The refugee crisis presently convulsing Europe owes its origins, in part, to the ongoing civil war in Syria, which has claimed the lives of some 250,000 Syrians since 2011 and may go on for years. The war itself is the fault of the dictatorial Syrian regime, which opened fire on peaceful demonstrators demanding long overdue political and economic reforms. Having been violently rebuffed by Assad, the protesters took up arms to achieve their laudable objectives.
But in the process, Syria has been destroyed as a functioning country, its towns and cities lying in ruins. Syria has degenerated into a failed state in which 11 million people have been displaced and fewer and fewer of its citizens can live in peace and security.
Many of the migrants come from other zones of conflict, Afghanistan and Iraq, which have been mired in warfare for more than a decade, and from impoverished countries in Africa, which are bogged down in a culture of cronyism and corruption.
Having given up on the prospect of a peaceful resolution of the war in Syria, four million desperate Syrians have emigrated, bound for neighboring Muslim nations like Turkey, Lebanon and Jordan. These countries have more or less reached their absorptive capacity, and as a result, Syrian migrants have begun heading toward western Europe. Meanwhile, refugees from Africa keep pouring into the European continent.
All too often, they take immense risks to get to their destinations, piling into unseaworthy vessels in an attempt to reach the European mainland. More than 2,000 migrants have drowned en route to Europe, including Aylan Kurdi, a three-year-old Syrian Kurdish boy who was travelling with his family from Turkey to Greece when their boat capsized. His body washed up on a beach in Turkey, and the poignant photograph of a Turkish soldier cradling him in his arms caused an outcry in Europe.
The boy’s tragic death prompted Hungary to send thousands of Syrians stranded in Budapest to Germany, where the majority of the refugees wish to settle. In a compassionate gesture worthy of commendation, German Chancellor Angela Merkel has offered to resettle hundreds of thousands of migrants.
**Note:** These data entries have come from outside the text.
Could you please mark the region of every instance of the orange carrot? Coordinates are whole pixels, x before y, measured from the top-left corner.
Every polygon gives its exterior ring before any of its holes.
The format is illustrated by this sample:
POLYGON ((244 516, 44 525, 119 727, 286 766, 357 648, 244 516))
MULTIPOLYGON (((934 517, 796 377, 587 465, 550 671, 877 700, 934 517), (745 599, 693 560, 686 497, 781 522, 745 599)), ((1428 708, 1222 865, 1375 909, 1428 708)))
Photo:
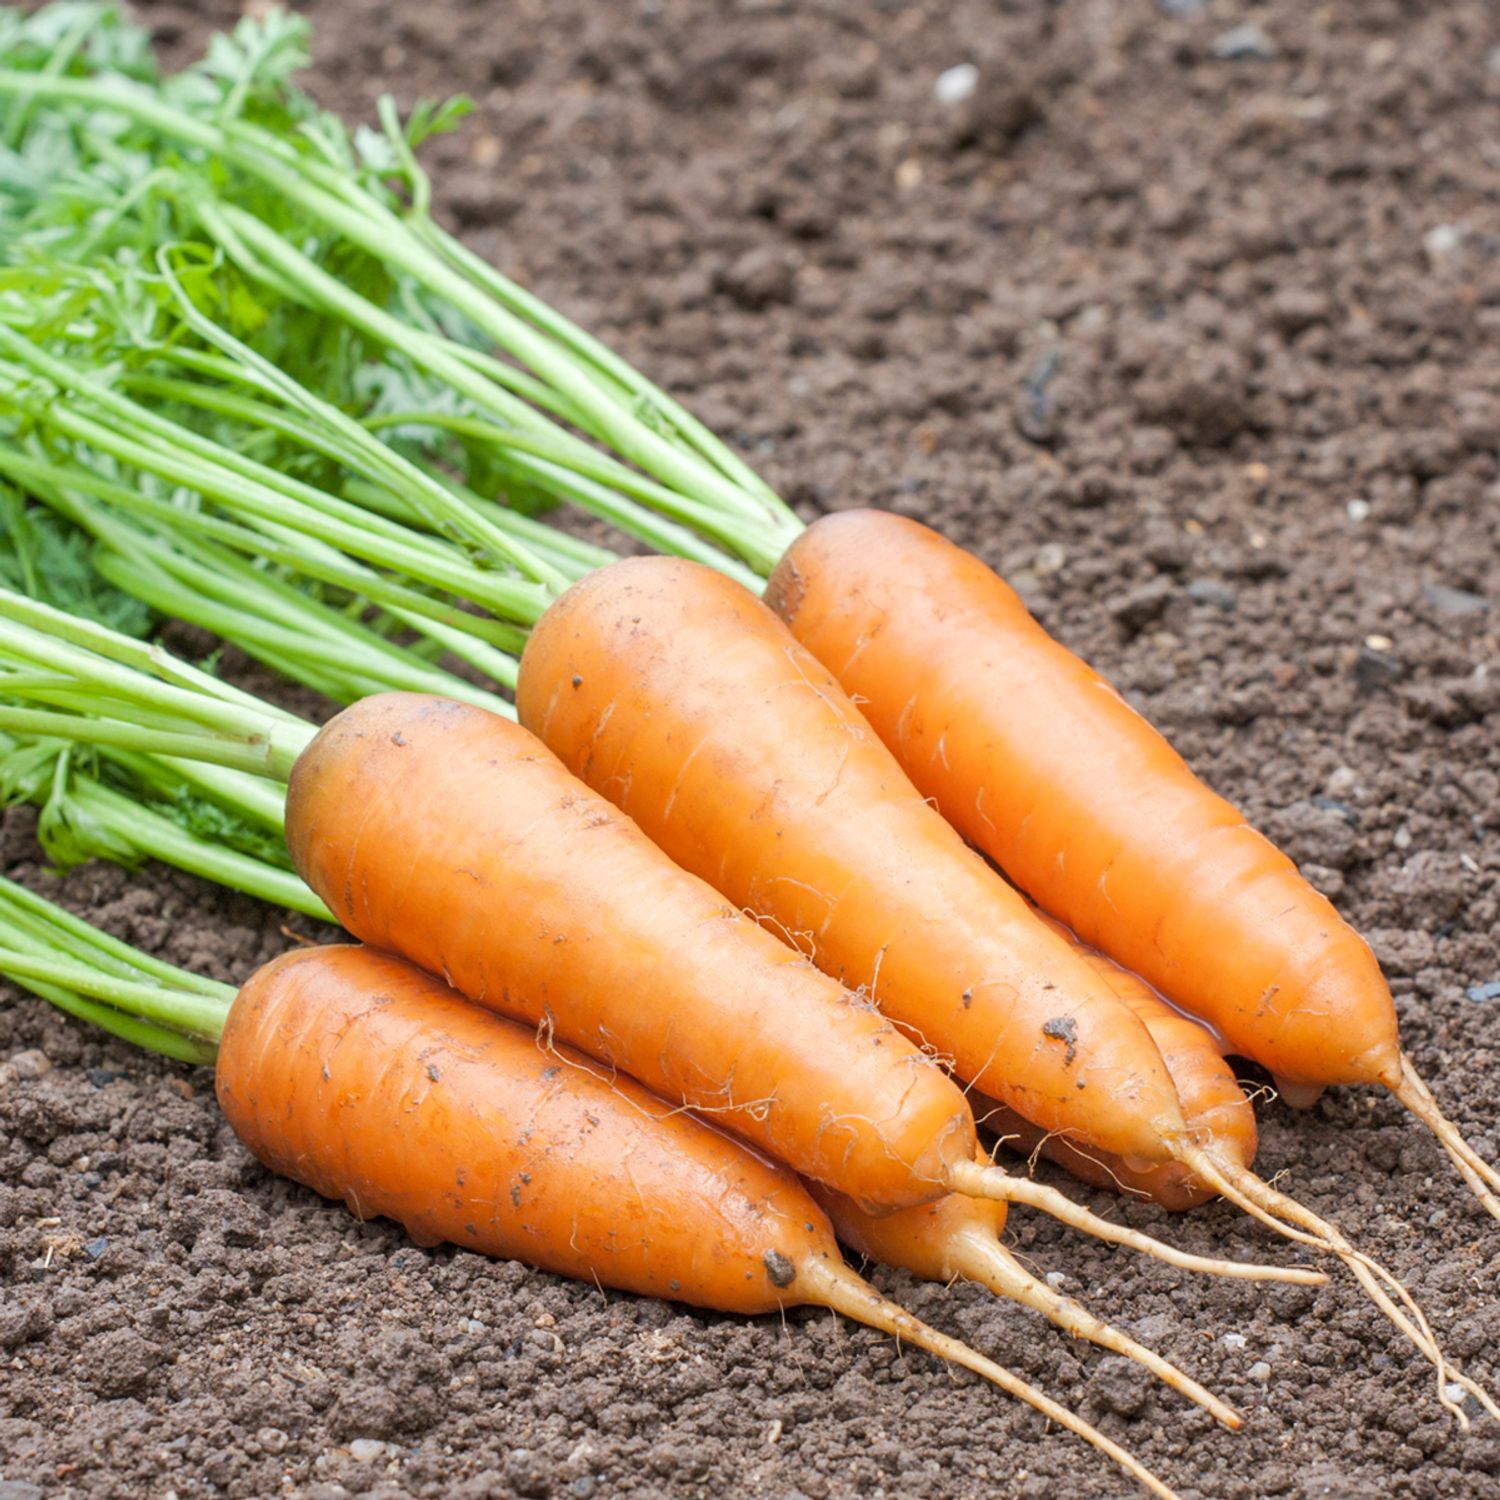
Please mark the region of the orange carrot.
POLYGON ((866 1208, 1021 1199, 1173 1264, 1266 1274, 1184 1258, 977 1165, 973 1116, 940 1069, 498 715, 412 693, 345 709, 292 769, 286 838, 356 936, 866 1208))
POLYGON ((527 642, 521 722, 668 854, 1044 1130, 1164 1161, 1161 1055, 923 800, 747 590, 678 558, 581 580, 527 642))
POLYGON ((230 1007, 216 1085, 273 1171, 419 1244, 721 1312, 832 1308, 993 1381, 1171 1496, 1081 1418, 880 1296, 791 1173, 570 1049, 544 1055, 401 959, 319 947, 266 965, 230 1007))
POLYGON ((1003 1203, 950 1195, 893 1214, 864 1213, 842 1193, 809 1183, 808 1190, 851 1250, 867 1260, 910 1271, 923 1281, 972 1281, 997 1297, 1008 1297, 1055 1323, 1074 1338, 1133 1359, 1173 1390, 1195 1401, 1226 1427, 1242 1418, 1159 1354, 1101 1322, 1071 1297, 1039 1281, 1000 1243, 1003 1203))
POLYGON ((1041 906, 1284 1092, 1390 1089, 1500 1218, 1500 1172, 1402 1053, 1363 939, 983 563, 914 521, 846 511, 793 543, 766 597, 1041 906))

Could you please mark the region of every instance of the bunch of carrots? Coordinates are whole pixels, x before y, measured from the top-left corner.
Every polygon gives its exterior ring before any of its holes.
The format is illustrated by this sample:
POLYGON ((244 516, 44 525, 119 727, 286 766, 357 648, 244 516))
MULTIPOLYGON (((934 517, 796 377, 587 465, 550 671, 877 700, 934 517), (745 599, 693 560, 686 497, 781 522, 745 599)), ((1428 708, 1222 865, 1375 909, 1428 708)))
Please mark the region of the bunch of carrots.
POLYGON ((1331 1257, 1458 1420, 1468 1398, 1500 1417, 1408 1290, 1253 1169, 1229 1055, 1293 1102, 1385 1087, 1500 1217, 1500 1174, 1403 1053, 1364 941, 981 562, 874 512, 803 529, 443 235, 420 130, 391 111, 372 166, 312 128, 285 78, 300 33, 258 24, 206 104, 106 65, 83 31, 0 69, 23 153, 38 132, 74 153, 68 192, 7 226, 0 473, 24 503, 23 587, 0 591, 3 782, 59 848, 163 858, 364 946, 290 954, 232 995, 5 887, 0 971, 213 1060, 246 1144, 358 1214, 726 1311, 833 1307, 1157 1494, 1076 1415, 879 1297, 835 1240, 1014 1297, 1238 1425, 1026 1272, 999 1241, 1007 1205, 1190 1269, 1322 1274, 1102 1220, 996 1165, 987 1126, 1170 1208, 1221 1196, 1331 1257), (271 133, 273 105, 296 131, 271 133), (173 148, 149 213, 95 139, 107 121, 118 148, 121 120, 133 148, 173 148), (313 237, 279 237, 271 199, 313 237), (183 238, 143 259, 164 214, 183 238), (349 270, 372 255, 389 284, 349 270), (230 326, 247 288, 385 384, 297 368, 268 321, 230 326), (677 555, 614 558, 497 491, 677 555), (93 614, 128 597, 348 706, 315 730, 26 597, 67 538, 93 614))

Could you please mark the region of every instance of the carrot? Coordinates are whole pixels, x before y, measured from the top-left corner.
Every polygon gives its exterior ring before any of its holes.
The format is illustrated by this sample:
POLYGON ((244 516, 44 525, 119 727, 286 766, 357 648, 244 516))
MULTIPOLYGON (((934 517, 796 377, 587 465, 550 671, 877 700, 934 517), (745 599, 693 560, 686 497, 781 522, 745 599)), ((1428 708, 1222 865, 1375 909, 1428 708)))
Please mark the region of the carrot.
MULTIPOLYGON (((973 1116, 930 1059, 509 720, 421 694, 363 699, 292 768, 286 841, 357 937, 712 1113, 867 1209, 945 1191, 1033 1202, 1188 1264, 1055 1190, 977 1165, 973 1116)), ((1189 1265, 1210 1267, 1263 1274, 1189 1265)))
POLYGON ((0 887, 0 909, 21 924, 7 921, 19 946, 0 949, 0 972, 90 1019, 112 1012, 110 1029, 134 1022, 147 1045, 171 1028, 143 1011, 186 1020, 182 1042, 210 1055, 217 1042, 219 1104, 245 1145, 357 1217, 395 1219, 418 1244, 721 1312, 832 1308, 992 1381, 1171 1500, 1080 1417, 880 1296, 784 1168, 632 1080, 600 1077, 569 1049, 540 1053, 529 1031, 369 948, 284 954, 234 994, 93 941, 48 907, 0 887), (26 941, 38 932, 42 942, 26 941))
POLYGON ((1224 1426, 1241 1426, 1240 1414, 1191 1376, 1026 1270, 1000 1243, 1005 1227, 1003 1203, 950 1195, 935 1203, 874 1215, 832 1188, 809 1183, 808 1190, 832 1221, 839 1239, 867 1260, 897 1266, 923 1281, 963 1280, 988 1287, 997 1297, 1011 1298, 1041 1313, 1074 1338, 1088 1339, 1135 1360, 1224 1426))
POLYGON ((846 511, 766 595, 917 787, 1041 906, 1310 1103, 1379 1084, 1490 1213, 1500 1172, 1397 1037, 1368 945, 994 573, 917 522, 846 511))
Germany should not be expected to shoulder the burden alone. Russia, Syria’s closest ally outside the Middle East, should welcome the Syrians with open arms. So should developed countries like Britain, France, Italy, Holland and Belgium. Saudi Arabia and the Gulf states, which support Syrian rebels fighting to overthrow Assad, are sufficiently wealthy to integrate tens of thousands of migrants.
The United States ought to admit many more Syrians than it has until now. Canada, which has a long and honorable history of welcoming newcomers from Europe, Asia and Africa, should invite the Syrian migrants as well. In line with Liberal Party leader Justin Trudeau’s suggestion, Canada can easily digest 25,000 in the next few months.
Jewish communities in the Diaspora should build bridges to Muslim communities by offering empathy and assistance to the refugees. It would be an investment with a potentially beneficial outcome.
Israel — a nation populated by refugees and forged by the memory of the Holocaust — should accept Syrian refugees, as Israeli opposition leader, Isaac Herzog, has suggested. In particular, Israel should consider admitting a token number of Christians and Druze.
During the late 1970s, Israel accepted some Vietnamese boat people, and in 2000, it offered to absorb soldiers from the disbanded South Lebanon Army. In recent years, however, the Israeli government has tried to prevent African asylum seekers from entering or settling permanently in Israel.
We need to face the plain but politically incorrect truth that it would be unwise for the Israeli government to accept significant numbers of Syrians as refugees. Israel and Syria have been in a state of war since 1948, and virtually every Syrian has been brainwashed to hate Israel and distrust Jews.
Cognizant of the mental baggage the Syrians carry, Prime Minister Benjamin Netanyahu has rejected the notion of a Syrian refugee inflow into Israel. He added that the Israeli government has already extended humanitarian aid to 1,000 Syrians who’ve crossed the border since 2011.
But in explaining his position, Netanyahu was less than frank, claiming that Israel’s absence of “demographic depth” and “geographic breadth” does not allow it to adopt an open-ended attitude toward the refugees.
In truth, Netanyahu omitted a substantial chunk of the story. Israel depends on aliyah to sustain its growth and maintain its vitality as a Jewish state. Israel has thus gladly welcomed Jewish immigrants from the four corners of the world, be they Moroccans, Yemenites, Canadians, Americans, Poles or Russians.
And if 50,000 French Jews suddenly descended on Israel, Netanyahu would not be harping on “demographic depth” or “geographic breadth.” He would be jumping for joy, knowing full well they would be an asset to Israeli society.
Netanyahu would have been wiser had he issued a full explanation of his refugee policy instead of fudging the issue. The migrant crisis calls for candor, not disengenousness.